NSA Leaks Prompt Rethinking of U.S. Control Over the Internet’s Infrastructure

NSA Leaks Prompt Rethinking of U.S. Control Over the Internet’s Infrastructure

World internet map. Image courtesy The Opte Project

The leaders who run the internet’s technical global infrastructure say the time has come to end U.S. dominance over it.

In response to leaks by NSA whistleblower Edward Snowden, Fadi Chehadé, who heads the Internet Corporation for Assigned Names and Numbers, and others have called for “an environment, in which all stakeholders, including all governments, participate on equal footing.”

Among other things, they were concerned “over the undermining of the trust and confidence of internet users globally due to recent revelations of pervasive monitoring and surveillance.”

ICANN, a nonprofit established by the U.S., has never awarded a contract to manage the .com, .net, .cc, .tv and .name space to a company outside the United States — in fact, VeriSign of Virginia has always held the immensely economically valuable .com handle. The Public Interest Registry, also based in Virginia, manages the .org domain.

All of which means that both registries are under the auspices of the U.S. government, its courts — including the Foreign Intelligence Surveillance Court — and the home turf of the NSA’s snooping efforts.

ICANN was established in 1998 by the Clinton administration, and has been under global attack to internationalize the control of the Domain Name System ever since.
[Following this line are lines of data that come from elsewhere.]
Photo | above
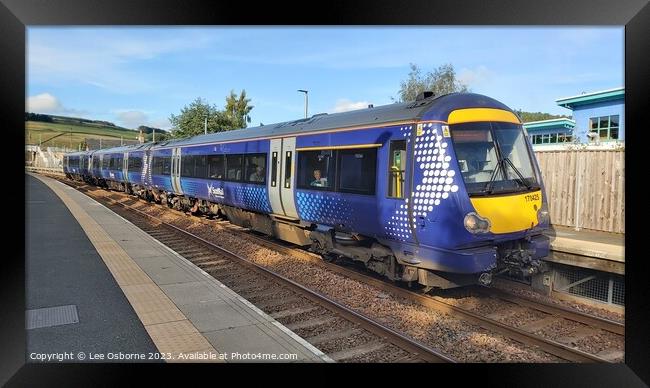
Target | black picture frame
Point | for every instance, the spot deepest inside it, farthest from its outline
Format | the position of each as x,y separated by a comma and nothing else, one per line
16,15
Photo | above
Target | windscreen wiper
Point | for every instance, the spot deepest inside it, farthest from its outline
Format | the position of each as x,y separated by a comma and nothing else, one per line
521,177
487,189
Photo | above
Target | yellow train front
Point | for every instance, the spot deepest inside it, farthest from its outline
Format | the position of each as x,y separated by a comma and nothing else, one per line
469,199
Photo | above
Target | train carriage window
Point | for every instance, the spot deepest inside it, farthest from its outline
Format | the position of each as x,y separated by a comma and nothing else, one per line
255,168
216,166
161,165
234,167
316,170
135,163
396,169
200,166
357,171
187,165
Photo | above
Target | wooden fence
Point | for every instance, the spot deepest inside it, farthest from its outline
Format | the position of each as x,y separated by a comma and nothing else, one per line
585,188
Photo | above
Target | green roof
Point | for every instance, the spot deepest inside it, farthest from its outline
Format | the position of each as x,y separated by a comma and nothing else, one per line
591,98
551,123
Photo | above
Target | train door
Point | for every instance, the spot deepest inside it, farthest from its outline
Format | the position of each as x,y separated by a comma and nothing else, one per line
287,176
274,181
176,171
125,167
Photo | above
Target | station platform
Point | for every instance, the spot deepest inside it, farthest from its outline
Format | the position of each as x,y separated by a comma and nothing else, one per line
586,248
98,285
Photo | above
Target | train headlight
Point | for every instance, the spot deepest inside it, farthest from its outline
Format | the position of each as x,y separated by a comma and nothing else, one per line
476,224
543,216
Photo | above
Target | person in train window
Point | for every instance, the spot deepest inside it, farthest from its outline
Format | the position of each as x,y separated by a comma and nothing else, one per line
318,180
258,175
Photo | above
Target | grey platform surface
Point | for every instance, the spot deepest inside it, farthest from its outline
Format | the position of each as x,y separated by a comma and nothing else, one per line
62,269
228,321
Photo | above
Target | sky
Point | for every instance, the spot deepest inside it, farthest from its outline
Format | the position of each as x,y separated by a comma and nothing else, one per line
135,76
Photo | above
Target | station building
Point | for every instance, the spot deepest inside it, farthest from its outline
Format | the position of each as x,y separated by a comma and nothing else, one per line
598,118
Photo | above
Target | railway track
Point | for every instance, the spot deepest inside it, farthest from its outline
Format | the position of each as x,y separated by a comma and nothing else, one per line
340,332
527,334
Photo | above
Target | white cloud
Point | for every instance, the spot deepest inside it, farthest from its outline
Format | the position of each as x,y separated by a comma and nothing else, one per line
44,103
104,58
475,76
133,118
344,105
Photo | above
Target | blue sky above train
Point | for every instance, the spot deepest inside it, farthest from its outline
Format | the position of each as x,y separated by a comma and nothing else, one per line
135,76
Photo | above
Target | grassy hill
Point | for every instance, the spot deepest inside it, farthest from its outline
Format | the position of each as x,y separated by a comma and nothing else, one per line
73,133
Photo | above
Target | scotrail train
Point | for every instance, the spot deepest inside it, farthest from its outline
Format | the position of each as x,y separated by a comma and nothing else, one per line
444,191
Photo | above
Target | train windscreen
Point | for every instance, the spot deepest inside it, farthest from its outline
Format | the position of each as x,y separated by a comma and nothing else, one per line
493,157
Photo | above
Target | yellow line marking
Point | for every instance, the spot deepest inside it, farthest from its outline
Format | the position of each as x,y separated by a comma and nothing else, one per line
346,147
168,327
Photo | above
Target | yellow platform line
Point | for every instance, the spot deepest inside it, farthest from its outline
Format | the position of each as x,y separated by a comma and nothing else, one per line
170,330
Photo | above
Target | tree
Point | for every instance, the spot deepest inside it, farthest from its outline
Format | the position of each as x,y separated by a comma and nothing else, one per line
441,80
191,120
238,110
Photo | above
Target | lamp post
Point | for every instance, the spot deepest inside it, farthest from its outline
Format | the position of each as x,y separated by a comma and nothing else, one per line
306,100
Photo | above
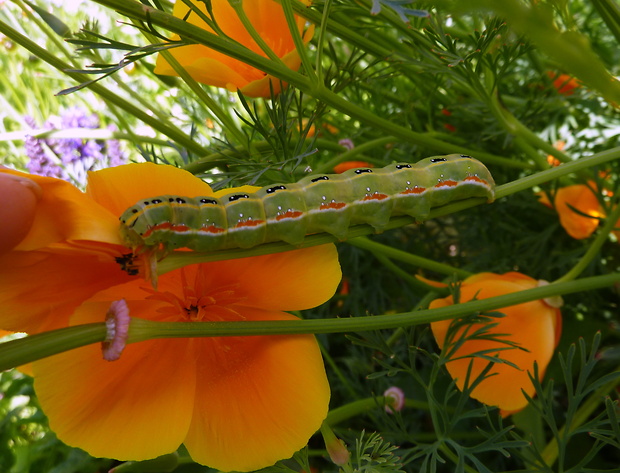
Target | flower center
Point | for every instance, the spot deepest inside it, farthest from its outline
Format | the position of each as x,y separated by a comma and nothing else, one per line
197,301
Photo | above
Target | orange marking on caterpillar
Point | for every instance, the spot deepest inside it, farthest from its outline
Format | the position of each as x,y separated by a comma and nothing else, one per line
375,197
476,179
448,183
249,223
289,214
155,228
181,228
415,190
333,206
212,229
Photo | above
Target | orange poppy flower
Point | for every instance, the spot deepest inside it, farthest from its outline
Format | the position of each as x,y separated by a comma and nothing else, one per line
19,198
266,393
214,68
564,84
582,198
535,326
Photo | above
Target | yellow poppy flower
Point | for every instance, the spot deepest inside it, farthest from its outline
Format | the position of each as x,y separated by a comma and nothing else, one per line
535,326
211,67
582,198
267,394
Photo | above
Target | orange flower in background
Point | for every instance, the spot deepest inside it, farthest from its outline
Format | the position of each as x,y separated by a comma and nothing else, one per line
582,198
564,84
214,68
535,326
552,160
268,394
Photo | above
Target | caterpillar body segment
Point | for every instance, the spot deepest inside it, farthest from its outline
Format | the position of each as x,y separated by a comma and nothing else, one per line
320,203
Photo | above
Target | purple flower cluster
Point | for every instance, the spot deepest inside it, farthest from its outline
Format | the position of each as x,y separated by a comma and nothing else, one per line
67,158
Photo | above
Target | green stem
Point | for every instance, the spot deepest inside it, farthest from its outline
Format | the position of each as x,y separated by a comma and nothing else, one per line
24,350
249,27
302,50
321,41
42,345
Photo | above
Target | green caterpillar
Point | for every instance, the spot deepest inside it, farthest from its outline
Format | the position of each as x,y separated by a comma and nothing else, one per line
319,203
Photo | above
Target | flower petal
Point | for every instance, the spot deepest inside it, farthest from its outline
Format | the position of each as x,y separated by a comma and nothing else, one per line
121,187
292,280
42,288
259,399
135,408
64,213
531,325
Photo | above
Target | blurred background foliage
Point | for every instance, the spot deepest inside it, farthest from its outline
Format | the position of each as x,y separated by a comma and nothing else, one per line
516,84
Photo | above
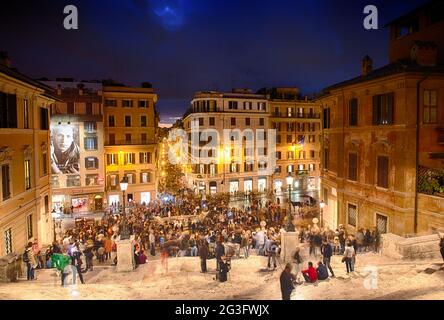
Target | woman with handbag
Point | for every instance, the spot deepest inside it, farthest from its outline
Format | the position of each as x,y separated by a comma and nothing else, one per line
349,254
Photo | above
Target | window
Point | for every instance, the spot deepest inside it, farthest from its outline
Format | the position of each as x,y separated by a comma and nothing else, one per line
352,214
46,203
353,166
45,163
130,158
8,241
127,121
44,119
113,180
27,174
91,163
232,105
110,103
111,121
289,138
234,167
143,121
383,109
325,191
73,181
112,139
92,179
29,226
326,115
326,158
6,191
8,110
383,169
144,157
90,127
353,112
91,143
127,103
70,108
145,177
430,106
112,159
25,114
381,223
88,108
261,106
289,112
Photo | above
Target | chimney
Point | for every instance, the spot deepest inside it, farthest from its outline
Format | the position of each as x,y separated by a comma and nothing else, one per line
424,53
367,66
4,59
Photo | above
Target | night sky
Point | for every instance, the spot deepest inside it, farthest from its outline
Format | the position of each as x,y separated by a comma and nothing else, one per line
182,46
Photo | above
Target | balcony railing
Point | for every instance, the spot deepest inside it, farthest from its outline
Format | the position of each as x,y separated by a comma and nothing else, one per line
131,142
431,181
297,115
440,135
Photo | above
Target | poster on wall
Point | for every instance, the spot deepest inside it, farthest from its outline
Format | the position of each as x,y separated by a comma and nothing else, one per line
65,149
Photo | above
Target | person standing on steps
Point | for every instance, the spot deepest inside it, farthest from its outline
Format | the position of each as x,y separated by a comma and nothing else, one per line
287,280
203,255
327,252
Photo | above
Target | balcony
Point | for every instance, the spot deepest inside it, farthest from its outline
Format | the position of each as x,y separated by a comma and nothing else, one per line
132,142
297,115
440,135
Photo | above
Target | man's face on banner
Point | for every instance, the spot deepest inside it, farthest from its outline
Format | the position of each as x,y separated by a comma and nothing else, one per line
64,137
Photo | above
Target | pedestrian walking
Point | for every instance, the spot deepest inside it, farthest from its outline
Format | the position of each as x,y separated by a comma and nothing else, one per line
287,280
327,252
349,254
203,255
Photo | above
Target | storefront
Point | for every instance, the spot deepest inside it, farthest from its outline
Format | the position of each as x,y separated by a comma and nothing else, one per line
213,187
248,185
261,184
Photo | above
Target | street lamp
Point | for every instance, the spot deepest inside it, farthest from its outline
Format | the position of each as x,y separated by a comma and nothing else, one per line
123,187
289,180
321,205
290,227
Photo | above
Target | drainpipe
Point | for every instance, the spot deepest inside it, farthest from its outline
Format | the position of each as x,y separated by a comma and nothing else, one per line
418,115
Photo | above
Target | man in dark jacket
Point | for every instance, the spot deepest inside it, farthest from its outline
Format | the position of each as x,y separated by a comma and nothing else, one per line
203,254
287,279
327,252
322,271
219,251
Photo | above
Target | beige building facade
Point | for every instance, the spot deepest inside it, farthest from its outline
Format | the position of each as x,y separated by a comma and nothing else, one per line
25,199
130,130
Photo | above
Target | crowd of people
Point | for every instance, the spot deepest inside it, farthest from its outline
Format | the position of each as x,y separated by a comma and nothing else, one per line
204,229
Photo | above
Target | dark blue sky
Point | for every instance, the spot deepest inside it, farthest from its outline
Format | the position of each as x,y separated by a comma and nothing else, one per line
182,46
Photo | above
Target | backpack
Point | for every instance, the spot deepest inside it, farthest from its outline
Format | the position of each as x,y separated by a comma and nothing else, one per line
25,257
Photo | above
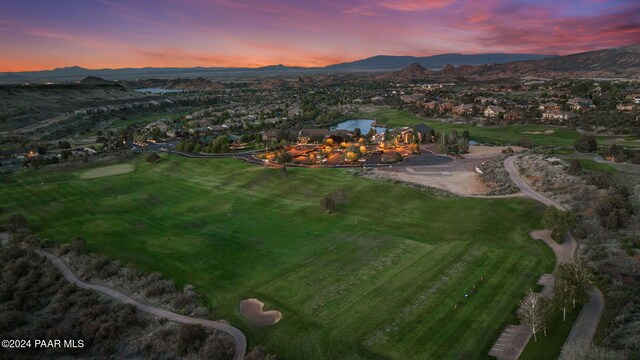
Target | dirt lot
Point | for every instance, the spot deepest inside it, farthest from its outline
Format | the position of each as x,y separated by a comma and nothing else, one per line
458,177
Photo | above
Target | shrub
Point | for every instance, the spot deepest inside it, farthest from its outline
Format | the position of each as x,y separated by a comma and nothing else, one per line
152,157
586,143
190,339
558,222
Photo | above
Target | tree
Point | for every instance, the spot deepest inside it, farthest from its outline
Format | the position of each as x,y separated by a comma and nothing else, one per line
220,144
575,168
586,143
328,204
152,157
531,312
563,289
558,221
64,144
283,157
615,209
580,277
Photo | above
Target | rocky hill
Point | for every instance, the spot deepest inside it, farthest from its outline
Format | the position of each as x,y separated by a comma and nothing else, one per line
94,80
610,63
410,73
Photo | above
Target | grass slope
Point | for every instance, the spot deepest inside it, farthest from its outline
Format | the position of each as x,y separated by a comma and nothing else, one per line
378,279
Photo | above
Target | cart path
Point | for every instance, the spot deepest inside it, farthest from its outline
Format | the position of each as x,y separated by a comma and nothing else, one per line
240,341
514,338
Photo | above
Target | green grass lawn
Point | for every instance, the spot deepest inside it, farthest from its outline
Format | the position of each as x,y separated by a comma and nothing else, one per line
379,279
499,135
549,347
591,165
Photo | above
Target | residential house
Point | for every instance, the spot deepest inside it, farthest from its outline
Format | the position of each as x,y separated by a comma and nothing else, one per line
556,114
446,106
306,136
513,115
378,138
424,132
493,111
403,134
626,107
412,98
431,105
550,106
463,109
580,104
270,135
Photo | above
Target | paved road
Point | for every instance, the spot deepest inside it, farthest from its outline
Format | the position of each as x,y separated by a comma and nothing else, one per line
510,344
240,341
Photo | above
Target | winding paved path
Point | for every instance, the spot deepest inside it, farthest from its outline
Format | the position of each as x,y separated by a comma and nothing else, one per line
240,341
514,338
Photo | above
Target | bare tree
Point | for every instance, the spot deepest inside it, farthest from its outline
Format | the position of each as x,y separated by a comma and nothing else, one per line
531,312
563,288
580,276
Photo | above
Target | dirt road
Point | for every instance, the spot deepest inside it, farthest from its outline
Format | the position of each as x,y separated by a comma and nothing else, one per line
240,341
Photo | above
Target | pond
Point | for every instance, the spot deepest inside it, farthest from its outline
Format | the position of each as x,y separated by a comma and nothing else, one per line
158,90
364,124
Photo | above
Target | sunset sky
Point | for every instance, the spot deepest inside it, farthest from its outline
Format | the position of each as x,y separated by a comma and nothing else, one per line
46,34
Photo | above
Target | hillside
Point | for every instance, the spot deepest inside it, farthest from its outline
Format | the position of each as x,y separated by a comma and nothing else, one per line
609,63
387,62
621,62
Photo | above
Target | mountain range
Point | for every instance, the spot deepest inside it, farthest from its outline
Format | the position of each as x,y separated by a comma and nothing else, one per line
610,63
620,62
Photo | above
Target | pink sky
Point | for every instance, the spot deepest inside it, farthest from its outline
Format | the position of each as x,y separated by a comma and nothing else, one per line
37,35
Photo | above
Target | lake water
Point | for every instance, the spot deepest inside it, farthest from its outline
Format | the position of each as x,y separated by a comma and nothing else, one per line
158,90
363,124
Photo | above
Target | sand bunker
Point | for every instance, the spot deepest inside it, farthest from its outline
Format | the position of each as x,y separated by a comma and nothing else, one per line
252,310
546,132
108,171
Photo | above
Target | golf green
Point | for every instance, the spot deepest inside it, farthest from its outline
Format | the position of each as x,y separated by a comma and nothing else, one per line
394,273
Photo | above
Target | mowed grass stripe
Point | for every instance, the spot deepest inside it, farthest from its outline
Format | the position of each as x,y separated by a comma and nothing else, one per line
440,313
474,313
377,307
235,230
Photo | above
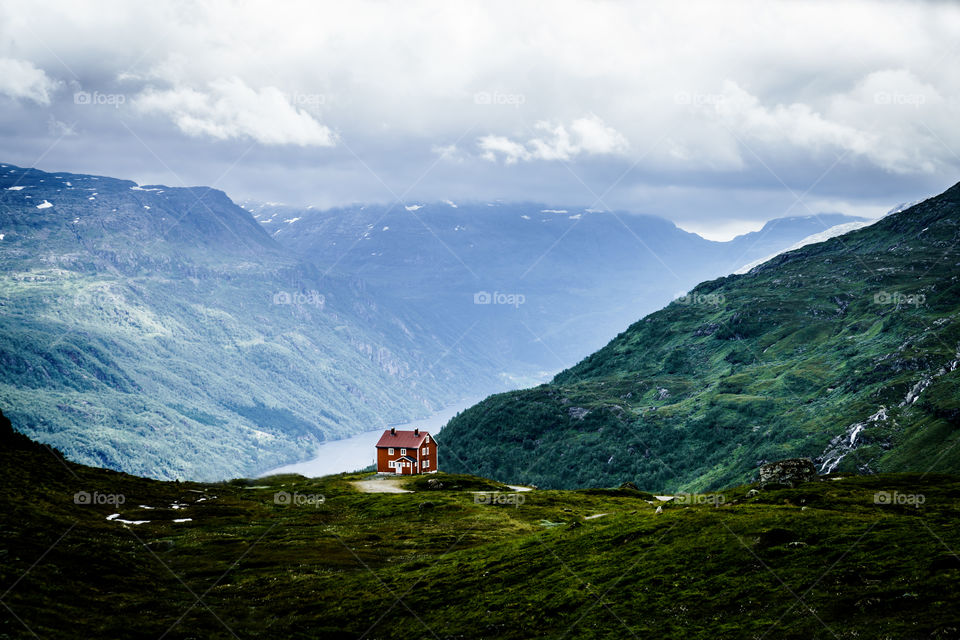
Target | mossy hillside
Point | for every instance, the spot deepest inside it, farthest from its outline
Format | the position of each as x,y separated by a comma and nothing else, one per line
745,369
821,560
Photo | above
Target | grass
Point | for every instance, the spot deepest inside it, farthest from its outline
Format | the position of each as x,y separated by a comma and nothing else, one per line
821,560
772,364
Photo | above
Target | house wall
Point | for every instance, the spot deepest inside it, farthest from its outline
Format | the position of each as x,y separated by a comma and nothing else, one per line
383,457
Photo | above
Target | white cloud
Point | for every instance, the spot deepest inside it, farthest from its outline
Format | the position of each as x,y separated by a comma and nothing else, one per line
229,109
21,79
588,135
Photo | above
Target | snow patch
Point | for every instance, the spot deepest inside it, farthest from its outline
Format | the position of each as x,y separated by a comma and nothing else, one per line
115,517
836,230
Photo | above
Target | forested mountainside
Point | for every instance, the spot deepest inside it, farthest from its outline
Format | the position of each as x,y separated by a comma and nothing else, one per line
844,351
161,331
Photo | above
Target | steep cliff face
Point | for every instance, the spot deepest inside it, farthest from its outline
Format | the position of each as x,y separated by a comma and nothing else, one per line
162,332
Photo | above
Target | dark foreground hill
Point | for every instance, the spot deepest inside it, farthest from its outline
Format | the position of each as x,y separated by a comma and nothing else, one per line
89,553
845,351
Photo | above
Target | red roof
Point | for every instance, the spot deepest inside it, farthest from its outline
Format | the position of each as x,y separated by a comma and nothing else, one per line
402,439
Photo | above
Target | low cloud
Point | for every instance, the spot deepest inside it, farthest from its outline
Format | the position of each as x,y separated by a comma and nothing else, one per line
229,109
553,141
20,79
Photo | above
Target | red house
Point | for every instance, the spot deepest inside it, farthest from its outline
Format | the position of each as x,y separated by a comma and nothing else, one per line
406,452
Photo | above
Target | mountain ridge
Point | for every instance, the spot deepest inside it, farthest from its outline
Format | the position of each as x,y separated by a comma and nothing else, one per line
777,362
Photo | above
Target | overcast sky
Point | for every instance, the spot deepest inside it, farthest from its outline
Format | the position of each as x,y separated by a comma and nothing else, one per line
716,115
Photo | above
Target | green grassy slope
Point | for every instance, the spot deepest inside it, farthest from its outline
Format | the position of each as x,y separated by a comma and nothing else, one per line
844,351
822,560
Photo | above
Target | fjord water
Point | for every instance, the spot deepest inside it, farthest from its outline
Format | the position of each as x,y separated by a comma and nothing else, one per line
357,452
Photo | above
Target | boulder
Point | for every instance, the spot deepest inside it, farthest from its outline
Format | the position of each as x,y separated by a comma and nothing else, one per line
790,472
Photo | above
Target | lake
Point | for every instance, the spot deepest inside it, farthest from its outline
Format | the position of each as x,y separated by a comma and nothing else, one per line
359,451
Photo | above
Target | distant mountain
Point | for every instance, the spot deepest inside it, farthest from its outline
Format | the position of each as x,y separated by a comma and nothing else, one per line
846,351
161,331
560,281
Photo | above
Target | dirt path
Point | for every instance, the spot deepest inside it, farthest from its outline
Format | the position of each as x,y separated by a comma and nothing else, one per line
380,485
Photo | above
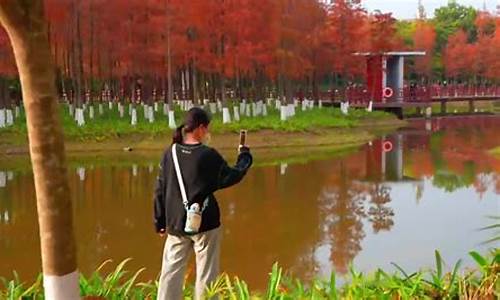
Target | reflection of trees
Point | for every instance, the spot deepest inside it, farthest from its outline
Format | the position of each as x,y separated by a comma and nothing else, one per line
343,207
379,214
444,178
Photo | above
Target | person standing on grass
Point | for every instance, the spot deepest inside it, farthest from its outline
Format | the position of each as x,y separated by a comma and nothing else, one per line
185,207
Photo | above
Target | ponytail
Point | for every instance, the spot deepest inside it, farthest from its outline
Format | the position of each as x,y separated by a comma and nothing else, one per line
193,119
178,138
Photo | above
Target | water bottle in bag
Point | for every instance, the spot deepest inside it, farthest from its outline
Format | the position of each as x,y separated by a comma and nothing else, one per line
193,219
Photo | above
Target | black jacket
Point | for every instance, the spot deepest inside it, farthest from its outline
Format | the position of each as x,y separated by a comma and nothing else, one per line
204,171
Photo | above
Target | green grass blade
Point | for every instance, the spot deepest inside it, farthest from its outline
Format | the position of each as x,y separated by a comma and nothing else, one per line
439,265
480,260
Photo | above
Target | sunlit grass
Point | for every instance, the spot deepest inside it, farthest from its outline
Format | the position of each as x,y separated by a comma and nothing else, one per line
110,124
480,283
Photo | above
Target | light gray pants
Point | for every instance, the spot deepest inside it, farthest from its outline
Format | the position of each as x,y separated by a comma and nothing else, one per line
176,254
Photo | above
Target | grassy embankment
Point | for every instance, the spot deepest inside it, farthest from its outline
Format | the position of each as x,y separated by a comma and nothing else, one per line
481,283
316,127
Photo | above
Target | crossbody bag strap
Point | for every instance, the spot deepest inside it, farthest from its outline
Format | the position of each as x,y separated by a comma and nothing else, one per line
179,176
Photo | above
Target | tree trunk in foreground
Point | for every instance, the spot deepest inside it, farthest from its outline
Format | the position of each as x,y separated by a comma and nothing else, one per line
25,24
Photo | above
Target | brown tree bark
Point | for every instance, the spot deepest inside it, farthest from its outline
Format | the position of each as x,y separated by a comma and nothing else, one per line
25,24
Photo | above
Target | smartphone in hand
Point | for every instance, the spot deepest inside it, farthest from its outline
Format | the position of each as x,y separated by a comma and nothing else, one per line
243,137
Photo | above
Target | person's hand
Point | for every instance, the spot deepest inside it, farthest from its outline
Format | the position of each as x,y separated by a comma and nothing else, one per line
243,149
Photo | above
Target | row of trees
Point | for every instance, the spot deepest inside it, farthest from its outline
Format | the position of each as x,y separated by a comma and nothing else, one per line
157,50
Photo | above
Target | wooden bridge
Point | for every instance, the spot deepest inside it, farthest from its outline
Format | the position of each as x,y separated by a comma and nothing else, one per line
415,97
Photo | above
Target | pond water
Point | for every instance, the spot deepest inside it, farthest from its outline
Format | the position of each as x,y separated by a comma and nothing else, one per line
431,188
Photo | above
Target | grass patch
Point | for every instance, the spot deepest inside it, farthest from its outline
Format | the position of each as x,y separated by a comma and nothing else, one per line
481,283
111,125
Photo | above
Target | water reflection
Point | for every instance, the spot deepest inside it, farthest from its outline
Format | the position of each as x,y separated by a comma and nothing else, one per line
373,206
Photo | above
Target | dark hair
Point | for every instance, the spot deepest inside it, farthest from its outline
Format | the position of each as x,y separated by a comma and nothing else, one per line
193,119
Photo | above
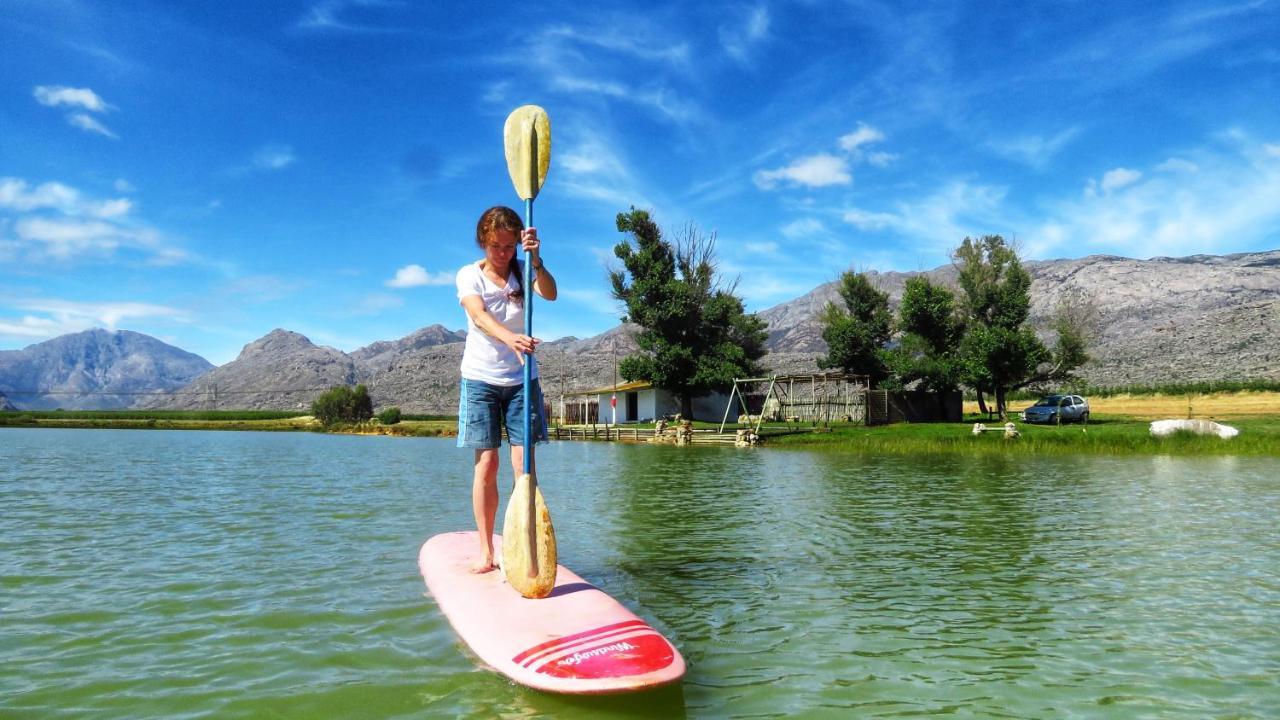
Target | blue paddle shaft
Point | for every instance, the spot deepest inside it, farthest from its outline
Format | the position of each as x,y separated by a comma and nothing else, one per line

A United Nations working group in 2005 concluded that “no single government should have a pre-eminent role in relation to international internet governance.”

Even before the Snowden leaks — which disclosed vast court-approved NSA spying powers and decryption efforts — governments like China, India and Russia have distrusted ICANN. They have demanded control of the net’s naming system to be turned over to an organization such as the International Telecommunications Union, an affiliate of the United Nations — a proposition scoffed at by the United States.

What’s more, who controls the internet’s infrastructure became an issue last year after the United States began seizing hundreds of domains across the globe for allegedly breaching federal copyright and trademark laws.

VeriSign said it was just complying with “lawful orders” from the U.S. courts by redirecting the DNS (Domain Name System) of a domain to a U.S. government IP address that informs online visitors that the site has been seized.

The Internet Governance Project, a global alliance of academics specializing on internet governance, said the statement by Chehadé and the others “was one of the most significant manifestations of the fallout from the Snowden revelations about NSA spying on the global internet.”

Still, no concrete proposals from the major internet organizations were produced at last week’s meeting in Uruguay.

“…They were thinking of new forms of multistakeholder oversight as a substitute for U.S. oversight, although no detailed blueprint exists,” the Internet Governance Project said.

ICAAN is developing a five-year strategic plan and is taking public comment through January.